Eccentric decline squat protocol offers superior results at 12 months compared with traditional eccentric protocol for patellar tendinopathy in volleyball players. Young MA, Cook JL, Purdam CR, Kiss ZS, Alfredson H. Br J Sports Med. 2005 Feb;39(2):102-5. Erratum in: Br J Sports Med. 2005 Apr;39(4):246.
Conservative treatment of patellar tendinopathy has been minimally investigated. Effective validated treatment protocols are required.
To investigate the immediate (12 weeks) and long term (12 months) efficacy of two eccentric exercise programmes for the treatment of patellar tendinopathy.
This was a prospective randomised controlled trial of 17 elite volleyball players with clinically diagnosed and imaging confirmed patellar tendinopathy. Participants were randomly assigned to one of two treatment groups: a decline group and a step group. The decline group were required to perform single leg squats on a 25 degrees decline board, exercising into tendon pain and progressing their exercises with load. The step group performed single leg squats on a 10 cm step, exercising without tendon pain and progressing their exercises with speed then load. All participants completed a 12 week intervention programme during their preseason. Outcome measures used were the Victorian Institute of Sport Assessment (VISA) score for knee function and 100 mm visual analogue scale (VAS) for tendon pain with activity. Measures were taken throughout the intervention period and at 12 months.

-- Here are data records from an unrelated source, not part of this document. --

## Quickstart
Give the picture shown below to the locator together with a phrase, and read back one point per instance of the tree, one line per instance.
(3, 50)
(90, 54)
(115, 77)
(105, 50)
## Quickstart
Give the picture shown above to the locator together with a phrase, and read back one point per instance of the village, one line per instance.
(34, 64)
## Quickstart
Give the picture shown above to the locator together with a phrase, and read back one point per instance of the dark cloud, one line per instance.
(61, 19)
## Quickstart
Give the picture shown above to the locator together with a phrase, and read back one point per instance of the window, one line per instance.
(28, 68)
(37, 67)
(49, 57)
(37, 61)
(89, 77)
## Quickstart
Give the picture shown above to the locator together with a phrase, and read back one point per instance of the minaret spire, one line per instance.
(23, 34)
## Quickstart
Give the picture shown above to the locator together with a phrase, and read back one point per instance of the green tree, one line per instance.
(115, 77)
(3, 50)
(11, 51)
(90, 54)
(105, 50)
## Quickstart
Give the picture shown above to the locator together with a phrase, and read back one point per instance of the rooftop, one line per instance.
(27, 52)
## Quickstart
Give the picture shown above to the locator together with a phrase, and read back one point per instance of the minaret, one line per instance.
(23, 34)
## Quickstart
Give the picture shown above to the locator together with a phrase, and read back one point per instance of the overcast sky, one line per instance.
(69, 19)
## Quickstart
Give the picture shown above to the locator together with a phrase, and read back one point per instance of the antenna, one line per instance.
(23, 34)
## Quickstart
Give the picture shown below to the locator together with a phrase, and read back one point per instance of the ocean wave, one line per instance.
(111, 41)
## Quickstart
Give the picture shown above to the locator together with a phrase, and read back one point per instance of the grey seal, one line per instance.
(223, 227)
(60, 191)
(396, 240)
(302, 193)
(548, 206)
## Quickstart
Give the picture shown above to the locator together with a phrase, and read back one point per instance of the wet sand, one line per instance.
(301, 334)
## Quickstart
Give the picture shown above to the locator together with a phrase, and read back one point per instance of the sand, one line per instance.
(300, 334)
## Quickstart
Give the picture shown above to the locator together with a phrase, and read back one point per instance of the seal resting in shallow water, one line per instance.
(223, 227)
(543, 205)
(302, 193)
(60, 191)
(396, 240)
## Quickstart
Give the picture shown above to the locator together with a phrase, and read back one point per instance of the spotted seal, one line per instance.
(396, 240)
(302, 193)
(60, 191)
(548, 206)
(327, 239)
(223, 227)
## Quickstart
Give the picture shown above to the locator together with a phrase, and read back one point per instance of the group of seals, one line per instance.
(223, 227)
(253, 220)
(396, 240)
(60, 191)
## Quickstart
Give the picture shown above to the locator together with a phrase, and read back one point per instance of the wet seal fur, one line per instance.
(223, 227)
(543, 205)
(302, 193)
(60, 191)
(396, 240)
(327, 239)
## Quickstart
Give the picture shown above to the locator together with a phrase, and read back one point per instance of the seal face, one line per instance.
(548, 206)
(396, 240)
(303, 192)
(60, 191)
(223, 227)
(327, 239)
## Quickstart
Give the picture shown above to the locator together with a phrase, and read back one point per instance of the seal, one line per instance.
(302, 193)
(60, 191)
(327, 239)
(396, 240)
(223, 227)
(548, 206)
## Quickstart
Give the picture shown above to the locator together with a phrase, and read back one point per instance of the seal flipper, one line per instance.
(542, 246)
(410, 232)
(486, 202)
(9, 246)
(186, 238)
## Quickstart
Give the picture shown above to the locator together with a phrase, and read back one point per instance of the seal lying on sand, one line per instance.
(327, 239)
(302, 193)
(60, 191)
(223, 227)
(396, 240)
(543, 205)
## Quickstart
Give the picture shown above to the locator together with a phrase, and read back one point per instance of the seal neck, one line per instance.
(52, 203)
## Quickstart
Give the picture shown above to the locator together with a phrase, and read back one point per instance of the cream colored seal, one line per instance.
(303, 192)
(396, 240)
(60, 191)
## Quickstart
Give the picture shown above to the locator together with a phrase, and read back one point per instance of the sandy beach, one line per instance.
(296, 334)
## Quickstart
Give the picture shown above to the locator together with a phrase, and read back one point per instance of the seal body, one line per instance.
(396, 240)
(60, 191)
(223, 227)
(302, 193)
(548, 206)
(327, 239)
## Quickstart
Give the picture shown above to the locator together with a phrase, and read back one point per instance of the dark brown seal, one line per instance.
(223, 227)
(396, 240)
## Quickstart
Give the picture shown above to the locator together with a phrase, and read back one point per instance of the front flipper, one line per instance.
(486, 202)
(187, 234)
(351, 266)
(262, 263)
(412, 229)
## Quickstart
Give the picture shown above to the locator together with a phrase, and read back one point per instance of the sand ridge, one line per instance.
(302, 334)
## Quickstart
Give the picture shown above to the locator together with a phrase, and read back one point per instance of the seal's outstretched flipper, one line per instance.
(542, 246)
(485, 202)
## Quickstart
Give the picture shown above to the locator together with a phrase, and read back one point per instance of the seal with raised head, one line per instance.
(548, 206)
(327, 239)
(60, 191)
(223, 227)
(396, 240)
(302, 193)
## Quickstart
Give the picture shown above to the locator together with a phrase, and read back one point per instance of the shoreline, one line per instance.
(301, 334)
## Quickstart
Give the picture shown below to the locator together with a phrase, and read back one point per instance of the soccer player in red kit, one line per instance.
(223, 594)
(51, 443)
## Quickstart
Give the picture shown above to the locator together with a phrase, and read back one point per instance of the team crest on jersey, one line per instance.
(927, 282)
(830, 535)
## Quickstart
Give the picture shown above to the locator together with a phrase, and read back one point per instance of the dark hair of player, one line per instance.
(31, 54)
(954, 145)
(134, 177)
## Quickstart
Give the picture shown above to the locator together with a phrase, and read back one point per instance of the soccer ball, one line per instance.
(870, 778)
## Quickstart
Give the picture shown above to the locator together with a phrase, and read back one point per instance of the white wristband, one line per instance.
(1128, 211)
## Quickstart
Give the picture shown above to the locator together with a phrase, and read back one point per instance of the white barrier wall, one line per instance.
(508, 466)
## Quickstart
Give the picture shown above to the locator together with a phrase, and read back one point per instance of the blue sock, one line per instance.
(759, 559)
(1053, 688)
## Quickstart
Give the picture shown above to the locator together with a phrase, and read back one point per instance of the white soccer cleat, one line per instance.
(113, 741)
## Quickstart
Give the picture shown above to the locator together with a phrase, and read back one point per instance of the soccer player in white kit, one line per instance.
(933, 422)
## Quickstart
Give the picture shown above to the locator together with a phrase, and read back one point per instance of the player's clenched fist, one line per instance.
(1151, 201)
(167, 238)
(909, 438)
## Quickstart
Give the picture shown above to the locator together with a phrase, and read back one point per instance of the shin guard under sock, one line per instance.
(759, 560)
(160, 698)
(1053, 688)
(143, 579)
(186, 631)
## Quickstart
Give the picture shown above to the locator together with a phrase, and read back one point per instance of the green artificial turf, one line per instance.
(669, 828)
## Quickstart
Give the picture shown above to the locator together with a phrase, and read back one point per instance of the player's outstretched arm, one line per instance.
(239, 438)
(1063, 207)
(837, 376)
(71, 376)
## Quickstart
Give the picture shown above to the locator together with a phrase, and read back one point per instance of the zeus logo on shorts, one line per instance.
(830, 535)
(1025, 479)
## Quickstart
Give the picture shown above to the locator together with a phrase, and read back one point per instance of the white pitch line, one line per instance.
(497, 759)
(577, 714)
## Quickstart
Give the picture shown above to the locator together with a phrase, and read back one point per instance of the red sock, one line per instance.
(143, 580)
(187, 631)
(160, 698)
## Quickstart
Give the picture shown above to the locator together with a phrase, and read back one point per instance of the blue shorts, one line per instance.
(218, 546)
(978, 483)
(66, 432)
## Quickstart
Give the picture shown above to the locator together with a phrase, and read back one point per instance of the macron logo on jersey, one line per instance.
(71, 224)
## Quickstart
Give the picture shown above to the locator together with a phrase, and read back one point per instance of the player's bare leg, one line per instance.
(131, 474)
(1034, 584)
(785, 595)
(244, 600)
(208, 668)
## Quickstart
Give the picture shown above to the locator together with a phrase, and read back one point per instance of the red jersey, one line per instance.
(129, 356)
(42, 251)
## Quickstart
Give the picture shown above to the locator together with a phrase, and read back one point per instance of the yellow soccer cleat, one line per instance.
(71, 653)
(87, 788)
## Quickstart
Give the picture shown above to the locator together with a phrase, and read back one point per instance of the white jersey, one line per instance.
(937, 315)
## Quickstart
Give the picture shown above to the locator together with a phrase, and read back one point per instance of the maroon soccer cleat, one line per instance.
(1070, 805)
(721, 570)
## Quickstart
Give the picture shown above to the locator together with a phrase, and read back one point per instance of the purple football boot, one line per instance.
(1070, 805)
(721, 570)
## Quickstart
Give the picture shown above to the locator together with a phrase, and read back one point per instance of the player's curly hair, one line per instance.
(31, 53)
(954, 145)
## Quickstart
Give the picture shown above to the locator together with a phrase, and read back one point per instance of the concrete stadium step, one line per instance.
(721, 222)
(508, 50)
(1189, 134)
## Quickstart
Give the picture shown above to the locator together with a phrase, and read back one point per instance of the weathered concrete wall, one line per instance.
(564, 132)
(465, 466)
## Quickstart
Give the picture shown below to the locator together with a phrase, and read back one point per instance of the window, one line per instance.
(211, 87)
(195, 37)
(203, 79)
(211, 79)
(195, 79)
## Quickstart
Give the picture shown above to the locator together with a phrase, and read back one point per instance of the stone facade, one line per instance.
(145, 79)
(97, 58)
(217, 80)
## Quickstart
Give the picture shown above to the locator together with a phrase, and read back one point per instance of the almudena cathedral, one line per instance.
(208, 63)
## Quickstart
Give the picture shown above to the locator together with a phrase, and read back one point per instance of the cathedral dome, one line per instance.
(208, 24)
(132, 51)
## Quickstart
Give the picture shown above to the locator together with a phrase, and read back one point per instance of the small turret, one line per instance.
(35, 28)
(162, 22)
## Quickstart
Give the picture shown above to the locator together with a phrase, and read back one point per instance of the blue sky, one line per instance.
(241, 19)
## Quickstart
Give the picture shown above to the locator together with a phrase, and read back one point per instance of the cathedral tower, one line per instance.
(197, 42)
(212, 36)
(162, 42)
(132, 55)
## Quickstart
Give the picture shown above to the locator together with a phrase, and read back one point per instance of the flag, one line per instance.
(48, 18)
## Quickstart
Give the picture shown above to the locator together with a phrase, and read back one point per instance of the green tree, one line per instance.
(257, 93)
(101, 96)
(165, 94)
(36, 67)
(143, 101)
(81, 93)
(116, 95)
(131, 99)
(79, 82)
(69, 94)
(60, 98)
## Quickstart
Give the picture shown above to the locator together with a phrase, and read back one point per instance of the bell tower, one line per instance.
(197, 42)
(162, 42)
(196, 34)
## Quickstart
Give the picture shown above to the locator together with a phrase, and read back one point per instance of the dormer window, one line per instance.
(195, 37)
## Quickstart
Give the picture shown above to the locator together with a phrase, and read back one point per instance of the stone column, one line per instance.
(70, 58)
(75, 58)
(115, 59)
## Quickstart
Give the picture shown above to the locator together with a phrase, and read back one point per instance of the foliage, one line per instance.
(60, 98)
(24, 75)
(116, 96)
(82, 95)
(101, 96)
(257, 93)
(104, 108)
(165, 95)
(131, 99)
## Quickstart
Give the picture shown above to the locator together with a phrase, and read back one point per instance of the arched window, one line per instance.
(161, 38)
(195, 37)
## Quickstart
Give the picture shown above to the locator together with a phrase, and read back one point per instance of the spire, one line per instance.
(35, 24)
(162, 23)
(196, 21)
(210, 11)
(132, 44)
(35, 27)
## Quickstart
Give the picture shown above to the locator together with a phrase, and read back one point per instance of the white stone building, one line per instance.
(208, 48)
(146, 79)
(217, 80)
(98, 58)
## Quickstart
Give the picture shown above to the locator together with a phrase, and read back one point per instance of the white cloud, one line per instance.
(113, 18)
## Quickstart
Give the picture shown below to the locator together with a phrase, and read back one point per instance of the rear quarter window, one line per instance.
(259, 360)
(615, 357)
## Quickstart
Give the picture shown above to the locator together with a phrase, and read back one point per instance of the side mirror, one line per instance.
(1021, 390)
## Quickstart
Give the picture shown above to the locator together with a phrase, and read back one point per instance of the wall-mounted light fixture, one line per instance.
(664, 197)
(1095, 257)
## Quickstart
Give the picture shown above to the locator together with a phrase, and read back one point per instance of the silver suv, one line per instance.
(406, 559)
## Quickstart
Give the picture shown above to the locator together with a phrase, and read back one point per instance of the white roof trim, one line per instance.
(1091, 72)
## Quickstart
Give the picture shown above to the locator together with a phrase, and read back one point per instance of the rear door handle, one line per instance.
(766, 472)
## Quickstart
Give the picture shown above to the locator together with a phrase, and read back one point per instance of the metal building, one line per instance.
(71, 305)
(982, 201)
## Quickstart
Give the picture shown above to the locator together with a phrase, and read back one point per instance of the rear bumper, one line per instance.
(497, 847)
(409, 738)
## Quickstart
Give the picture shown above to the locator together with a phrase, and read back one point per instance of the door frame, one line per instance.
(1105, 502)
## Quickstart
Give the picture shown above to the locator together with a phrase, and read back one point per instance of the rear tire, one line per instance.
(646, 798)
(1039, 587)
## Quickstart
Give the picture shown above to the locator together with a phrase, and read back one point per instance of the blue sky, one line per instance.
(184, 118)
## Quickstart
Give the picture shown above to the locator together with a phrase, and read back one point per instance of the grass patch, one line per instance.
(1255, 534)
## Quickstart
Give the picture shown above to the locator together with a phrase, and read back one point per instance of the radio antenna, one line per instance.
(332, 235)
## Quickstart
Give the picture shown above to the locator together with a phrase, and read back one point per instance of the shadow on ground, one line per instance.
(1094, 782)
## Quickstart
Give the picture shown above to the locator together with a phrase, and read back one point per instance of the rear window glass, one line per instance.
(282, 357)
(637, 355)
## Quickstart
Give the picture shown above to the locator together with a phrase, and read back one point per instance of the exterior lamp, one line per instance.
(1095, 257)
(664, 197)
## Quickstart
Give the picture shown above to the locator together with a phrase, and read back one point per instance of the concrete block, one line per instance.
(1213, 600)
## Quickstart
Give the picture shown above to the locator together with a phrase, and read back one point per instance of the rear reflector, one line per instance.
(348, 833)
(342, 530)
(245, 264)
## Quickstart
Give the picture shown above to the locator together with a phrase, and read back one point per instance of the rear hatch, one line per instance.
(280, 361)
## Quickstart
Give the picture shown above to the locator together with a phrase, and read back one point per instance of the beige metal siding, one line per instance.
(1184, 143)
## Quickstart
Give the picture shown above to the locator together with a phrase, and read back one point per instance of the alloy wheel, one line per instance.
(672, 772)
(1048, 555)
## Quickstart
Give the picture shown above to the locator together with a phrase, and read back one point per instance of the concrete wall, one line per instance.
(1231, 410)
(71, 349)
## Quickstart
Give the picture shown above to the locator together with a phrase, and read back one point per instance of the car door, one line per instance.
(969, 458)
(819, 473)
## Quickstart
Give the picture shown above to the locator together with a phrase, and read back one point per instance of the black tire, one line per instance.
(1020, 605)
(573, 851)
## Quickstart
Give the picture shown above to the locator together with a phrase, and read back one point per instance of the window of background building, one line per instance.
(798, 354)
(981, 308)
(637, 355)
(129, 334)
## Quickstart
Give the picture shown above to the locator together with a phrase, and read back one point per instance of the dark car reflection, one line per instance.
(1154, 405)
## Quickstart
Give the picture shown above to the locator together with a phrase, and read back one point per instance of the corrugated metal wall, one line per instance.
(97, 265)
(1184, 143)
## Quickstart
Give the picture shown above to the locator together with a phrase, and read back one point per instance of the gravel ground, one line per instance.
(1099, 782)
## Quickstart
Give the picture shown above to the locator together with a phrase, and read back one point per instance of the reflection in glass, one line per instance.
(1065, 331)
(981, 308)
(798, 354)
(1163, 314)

Both groups had improved significantly from baseline at 12 weeks and 12 months. Analysis of the likelihood of a 20 point improvement in VISA score at 12 months revealed a greater likelihood of clinical improvements in the decline group than the step group. VAS scores at 12 months did not differ between the groups.
Both exercise protocols improved pain and sporting function in volleyball players over 12 months. This study indicates that the decline squat protocol offers greater clinical gains during a rehabilitation programme for patellar tendinopathy in athletes who continue to train and play with pain.
Diagnosis: Patellar Tendinopathy
Outcome: VISA-P and VAS scores comparing eccentric single leg squat stepping down a block, vs. single leg squat on a 25 degree decline board to increase quadriceps recruitment. Scores on graph so approximate but step group VISA-P was 56 at baseline, 66 at 12 weeks and 68 at 12 months. Decline group was 62 at baseline, 78 at 12 weeks, and 84 at 12 months. VAS score improved over time in both groups but was not significantly different.
When Assessed: 12 weeks and 12 months.
Subjects: 17 elite volleyball players 18-35 years old
Protocol: 3 sets of 15 reps of eccentric single leg squats performed twice per day in both groups starting with body weight. The step group (10 cm height) was instructed to train with “minimal pain” while the decline (25 degree) group were instructed to train into “moderate” pain. The decline group increased resistance when pain decreased, while the step group was instructed to progress speed from slow to fast before increasing resistance as per Stanish protocol.
Other Activity: Sounds like exercise protocol was initiated and completed in the preseason and then the athletes were tracked for the full competitive season with no additional intervention.
Chad’s Comments: Interesting for several reasons. First it is impossible to say if decline board is better than the step down because the exercise protocol was different (more pain allowed in decline group, increasing speed in step down group). I think perhaps a leg extension machine might be best still as you know for sure you are getting 100% quadriceps involvement as both above interventions allow for at least some degree of substitution from other muscles. Both groups improved but not as well as Achilles tendinopathy studies, that Alfredson was also a part of. Noted that most competitive athletes training with pain and patellar tendinopathy have a VISA-P of 50-80 which perhaps indicates that if you are below 50 it might be wise to take a break from sports.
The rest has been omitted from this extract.